= Vic Hall (novelist) =

Australian novelist and biographer

Vic Hall (10 March 1896 – 11 February 1972) was an Australian novelist and biographer.

==Early career==
Victor Charles Hall was born and educated in London, England. War broke out during his studies as an art student and he joined the British Army in 1914 and served in France until the end of the First World War. He was wounded five times and awarded the Military Medal. He arrived in Western Australia in 1920, where he worked as a farm hand and jackaroo, before sailing in a pearling lugger. In 1924, he joined the Northern Territory Mounted Police, in which he served until 1942, when he joined the Australian Army, serving in the Territory until 1945. He was wounded in the eye during the first Darwin air raid, and this brought on total blindness in 1954. However, he learned to use a typewriter and continued to publish stories and books.

==Writing career==
Vic Hall's first book, Bad Medicine, published in 1947, tells the tale of a manhunt for an Aboriginal killer in the Northern Territory. Based on his own experience as a policeman, it takes a sensitive but unbiased look at black/white relations at the same time as telling a dramatic story. Against the background of the Caledon Bay crisis, Dreamtime Justice recounts the story of the hunt for the killers of an N.T. Mounted Policeman, Constable Albert Stewart McColl. Hall was one of the four policemen who set off in search of the killers, in company with black trackers.
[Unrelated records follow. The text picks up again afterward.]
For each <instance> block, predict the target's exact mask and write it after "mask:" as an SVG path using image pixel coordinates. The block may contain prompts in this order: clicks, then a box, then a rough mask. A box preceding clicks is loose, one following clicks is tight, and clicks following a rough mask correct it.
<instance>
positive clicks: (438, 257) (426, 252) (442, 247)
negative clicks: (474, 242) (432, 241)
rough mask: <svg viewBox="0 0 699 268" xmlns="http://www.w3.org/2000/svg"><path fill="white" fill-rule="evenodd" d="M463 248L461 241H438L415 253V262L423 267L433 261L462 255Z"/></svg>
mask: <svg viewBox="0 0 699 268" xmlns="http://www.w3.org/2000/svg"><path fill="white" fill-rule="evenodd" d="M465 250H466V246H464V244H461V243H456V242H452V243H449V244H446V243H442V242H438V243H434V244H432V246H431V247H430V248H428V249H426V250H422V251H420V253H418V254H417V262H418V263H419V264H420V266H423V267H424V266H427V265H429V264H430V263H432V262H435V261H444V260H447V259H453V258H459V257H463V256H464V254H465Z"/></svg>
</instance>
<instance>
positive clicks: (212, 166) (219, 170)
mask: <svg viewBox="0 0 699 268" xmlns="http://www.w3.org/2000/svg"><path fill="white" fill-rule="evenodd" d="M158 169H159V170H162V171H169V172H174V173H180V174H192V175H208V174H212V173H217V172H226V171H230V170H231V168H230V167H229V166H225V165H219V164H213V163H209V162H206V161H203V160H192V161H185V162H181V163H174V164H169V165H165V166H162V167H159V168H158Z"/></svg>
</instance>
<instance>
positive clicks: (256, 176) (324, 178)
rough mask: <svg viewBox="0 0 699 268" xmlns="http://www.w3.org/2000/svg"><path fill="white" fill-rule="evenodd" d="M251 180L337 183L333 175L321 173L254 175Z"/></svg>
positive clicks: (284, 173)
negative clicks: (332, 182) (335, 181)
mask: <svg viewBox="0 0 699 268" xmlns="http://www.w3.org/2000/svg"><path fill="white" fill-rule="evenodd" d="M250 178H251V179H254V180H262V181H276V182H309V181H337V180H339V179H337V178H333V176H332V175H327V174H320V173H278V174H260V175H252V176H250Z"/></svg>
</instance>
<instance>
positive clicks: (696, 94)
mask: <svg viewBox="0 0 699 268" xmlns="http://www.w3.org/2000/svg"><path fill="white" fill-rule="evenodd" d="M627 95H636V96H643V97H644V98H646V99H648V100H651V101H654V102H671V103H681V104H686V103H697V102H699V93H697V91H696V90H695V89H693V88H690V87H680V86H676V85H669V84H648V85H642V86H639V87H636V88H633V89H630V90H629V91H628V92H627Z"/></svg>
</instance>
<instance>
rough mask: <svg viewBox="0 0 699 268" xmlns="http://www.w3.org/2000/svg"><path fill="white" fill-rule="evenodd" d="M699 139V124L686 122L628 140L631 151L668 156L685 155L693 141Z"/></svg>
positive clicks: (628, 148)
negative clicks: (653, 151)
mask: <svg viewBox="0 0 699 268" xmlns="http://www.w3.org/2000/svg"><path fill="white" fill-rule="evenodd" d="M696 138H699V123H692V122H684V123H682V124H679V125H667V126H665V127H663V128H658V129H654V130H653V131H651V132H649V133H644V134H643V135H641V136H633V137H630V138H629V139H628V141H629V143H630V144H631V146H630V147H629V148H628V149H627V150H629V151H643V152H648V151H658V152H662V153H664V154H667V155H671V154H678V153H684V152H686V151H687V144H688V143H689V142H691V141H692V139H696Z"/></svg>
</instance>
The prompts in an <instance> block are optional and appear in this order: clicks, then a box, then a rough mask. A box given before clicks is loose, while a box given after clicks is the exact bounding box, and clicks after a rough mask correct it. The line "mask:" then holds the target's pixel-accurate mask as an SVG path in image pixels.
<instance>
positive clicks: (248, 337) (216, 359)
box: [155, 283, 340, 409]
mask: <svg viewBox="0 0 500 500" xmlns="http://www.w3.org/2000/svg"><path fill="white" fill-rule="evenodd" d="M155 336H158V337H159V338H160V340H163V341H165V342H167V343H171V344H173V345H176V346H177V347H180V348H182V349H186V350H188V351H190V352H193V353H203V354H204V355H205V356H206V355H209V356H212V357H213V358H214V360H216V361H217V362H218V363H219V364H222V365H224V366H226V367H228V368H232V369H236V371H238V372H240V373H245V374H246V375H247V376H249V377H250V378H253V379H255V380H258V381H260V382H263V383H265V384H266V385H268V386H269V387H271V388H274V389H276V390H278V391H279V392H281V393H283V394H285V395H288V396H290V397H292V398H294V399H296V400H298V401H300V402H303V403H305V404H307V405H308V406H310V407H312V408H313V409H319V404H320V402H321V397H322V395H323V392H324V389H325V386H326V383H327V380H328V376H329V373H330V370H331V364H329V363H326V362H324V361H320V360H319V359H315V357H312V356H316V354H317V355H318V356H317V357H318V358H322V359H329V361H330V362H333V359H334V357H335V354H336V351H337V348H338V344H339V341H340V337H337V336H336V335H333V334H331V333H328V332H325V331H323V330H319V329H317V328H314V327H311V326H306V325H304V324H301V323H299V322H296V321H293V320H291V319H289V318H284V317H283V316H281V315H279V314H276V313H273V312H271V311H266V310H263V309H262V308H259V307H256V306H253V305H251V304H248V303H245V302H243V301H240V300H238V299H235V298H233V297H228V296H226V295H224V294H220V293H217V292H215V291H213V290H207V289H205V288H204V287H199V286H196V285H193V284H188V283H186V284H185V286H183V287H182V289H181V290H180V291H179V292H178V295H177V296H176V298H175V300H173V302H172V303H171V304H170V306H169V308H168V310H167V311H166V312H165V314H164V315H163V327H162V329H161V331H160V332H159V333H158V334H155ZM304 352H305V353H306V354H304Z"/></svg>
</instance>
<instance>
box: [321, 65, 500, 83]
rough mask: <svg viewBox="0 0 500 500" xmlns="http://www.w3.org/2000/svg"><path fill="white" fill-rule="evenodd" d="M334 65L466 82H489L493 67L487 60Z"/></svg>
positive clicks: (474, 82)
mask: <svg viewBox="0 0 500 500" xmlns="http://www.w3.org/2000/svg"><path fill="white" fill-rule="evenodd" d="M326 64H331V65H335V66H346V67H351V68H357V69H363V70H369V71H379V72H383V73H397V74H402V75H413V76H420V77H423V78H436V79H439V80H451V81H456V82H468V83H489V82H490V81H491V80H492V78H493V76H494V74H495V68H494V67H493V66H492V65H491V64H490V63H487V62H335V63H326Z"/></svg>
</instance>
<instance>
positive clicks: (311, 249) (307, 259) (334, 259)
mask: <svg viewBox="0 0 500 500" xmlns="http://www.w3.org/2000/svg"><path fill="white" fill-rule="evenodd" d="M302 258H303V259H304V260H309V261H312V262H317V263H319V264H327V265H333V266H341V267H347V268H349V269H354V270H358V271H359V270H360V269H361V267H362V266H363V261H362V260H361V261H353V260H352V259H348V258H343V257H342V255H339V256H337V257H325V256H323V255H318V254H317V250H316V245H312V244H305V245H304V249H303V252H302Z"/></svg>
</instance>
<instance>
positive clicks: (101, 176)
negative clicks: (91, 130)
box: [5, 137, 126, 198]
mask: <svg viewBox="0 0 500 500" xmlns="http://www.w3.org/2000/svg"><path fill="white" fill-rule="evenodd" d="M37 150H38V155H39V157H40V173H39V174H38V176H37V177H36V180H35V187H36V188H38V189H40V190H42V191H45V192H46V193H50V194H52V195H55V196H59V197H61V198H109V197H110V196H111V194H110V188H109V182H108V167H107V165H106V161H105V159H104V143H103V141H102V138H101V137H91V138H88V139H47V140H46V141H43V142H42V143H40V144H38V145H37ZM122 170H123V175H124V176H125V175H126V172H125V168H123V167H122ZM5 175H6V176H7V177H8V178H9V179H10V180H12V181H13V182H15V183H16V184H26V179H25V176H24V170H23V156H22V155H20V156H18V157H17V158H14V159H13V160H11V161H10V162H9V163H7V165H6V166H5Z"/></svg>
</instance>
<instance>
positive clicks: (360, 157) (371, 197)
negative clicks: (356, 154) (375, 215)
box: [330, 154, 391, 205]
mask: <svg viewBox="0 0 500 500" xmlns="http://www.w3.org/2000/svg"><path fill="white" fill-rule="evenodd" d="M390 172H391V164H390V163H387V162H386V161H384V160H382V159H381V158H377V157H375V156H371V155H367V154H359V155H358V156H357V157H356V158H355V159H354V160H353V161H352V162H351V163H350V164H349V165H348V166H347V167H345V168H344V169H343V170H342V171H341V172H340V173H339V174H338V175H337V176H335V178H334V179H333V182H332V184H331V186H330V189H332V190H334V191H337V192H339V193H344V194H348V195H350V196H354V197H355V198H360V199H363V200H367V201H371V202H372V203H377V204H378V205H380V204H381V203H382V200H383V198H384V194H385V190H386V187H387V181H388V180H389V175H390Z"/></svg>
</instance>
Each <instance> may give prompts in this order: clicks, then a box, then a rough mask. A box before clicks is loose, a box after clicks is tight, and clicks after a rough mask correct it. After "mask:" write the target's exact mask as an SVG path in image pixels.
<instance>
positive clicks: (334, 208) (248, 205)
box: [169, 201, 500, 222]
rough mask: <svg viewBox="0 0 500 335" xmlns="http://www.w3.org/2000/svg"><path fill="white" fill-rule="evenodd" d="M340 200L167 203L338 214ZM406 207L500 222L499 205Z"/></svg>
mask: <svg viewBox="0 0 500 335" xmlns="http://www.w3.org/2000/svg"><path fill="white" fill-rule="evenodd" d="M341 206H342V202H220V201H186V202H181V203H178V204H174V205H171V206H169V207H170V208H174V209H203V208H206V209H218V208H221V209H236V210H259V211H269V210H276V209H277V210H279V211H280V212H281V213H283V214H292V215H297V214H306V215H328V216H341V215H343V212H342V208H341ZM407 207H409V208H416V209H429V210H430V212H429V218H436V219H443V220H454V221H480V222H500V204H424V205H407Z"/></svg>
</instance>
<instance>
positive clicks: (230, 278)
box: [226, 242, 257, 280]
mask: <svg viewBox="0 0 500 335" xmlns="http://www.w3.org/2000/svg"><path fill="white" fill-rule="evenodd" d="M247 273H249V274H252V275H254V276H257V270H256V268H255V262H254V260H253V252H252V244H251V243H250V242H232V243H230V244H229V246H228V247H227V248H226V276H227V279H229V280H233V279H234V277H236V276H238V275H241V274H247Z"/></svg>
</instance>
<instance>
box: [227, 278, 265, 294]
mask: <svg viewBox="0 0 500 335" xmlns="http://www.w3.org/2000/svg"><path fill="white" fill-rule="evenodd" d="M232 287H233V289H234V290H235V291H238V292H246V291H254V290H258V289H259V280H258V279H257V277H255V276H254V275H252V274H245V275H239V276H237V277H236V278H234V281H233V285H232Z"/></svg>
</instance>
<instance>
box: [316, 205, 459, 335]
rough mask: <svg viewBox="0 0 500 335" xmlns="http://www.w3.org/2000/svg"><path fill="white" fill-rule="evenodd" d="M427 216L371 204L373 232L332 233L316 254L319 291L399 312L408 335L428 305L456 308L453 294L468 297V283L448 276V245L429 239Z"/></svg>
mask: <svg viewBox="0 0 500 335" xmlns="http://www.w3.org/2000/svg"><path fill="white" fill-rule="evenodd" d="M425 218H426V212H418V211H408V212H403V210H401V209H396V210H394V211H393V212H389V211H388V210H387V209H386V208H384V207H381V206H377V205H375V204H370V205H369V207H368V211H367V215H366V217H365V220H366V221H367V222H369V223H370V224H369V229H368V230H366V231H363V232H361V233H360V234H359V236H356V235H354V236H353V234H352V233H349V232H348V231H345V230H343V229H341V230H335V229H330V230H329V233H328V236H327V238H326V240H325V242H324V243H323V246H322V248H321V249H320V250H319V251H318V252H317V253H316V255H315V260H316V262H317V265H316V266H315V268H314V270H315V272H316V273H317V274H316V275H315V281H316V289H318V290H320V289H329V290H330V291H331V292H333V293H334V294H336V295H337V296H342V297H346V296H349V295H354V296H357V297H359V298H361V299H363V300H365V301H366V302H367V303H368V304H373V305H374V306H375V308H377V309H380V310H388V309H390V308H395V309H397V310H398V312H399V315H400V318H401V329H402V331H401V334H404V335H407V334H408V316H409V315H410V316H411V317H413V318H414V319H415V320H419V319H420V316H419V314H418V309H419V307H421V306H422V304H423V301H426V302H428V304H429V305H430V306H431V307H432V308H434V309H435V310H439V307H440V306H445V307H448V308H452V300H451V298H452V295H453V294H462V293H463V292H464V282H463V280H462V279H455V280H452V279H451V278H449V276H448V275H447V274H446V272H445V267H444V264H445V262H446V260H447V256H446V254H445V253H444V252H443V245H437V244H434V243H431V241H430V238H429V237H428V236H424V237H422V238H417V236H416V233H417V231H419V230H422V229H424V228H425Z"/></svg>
He went on to write biographies of Aboriginal artist Albert Namatjira and A.I.M. nurse Ruth Heathcock.

==Works==
- Hall, Vic (1947). "Bad Medicine"
- Hall, Vic (1962). "Dreamtime Justice"
- Hall, Vic (1962). "Namatjira of the Aranda"
- Hall, Vic (1968). "Sister Ruth"
- Hall, Vic (1969). "Reminiscences of Victor Hall"
- Hall, Vic (1970). "Outback Policeman"

==Artistic career==
Vic Hall was an accomplished artist whose career was cut short by the loss of his sight in 1954. Several of his paintings are owned by the Northern Territory Museum of Arts and Sciences. His last painting, "Police Patrol," was featured on the cover of the police journal Citation in June 1966.

==Last days==
Vic Hall married twice and survived both of his wives, with whom he had no issue. He died in 1972.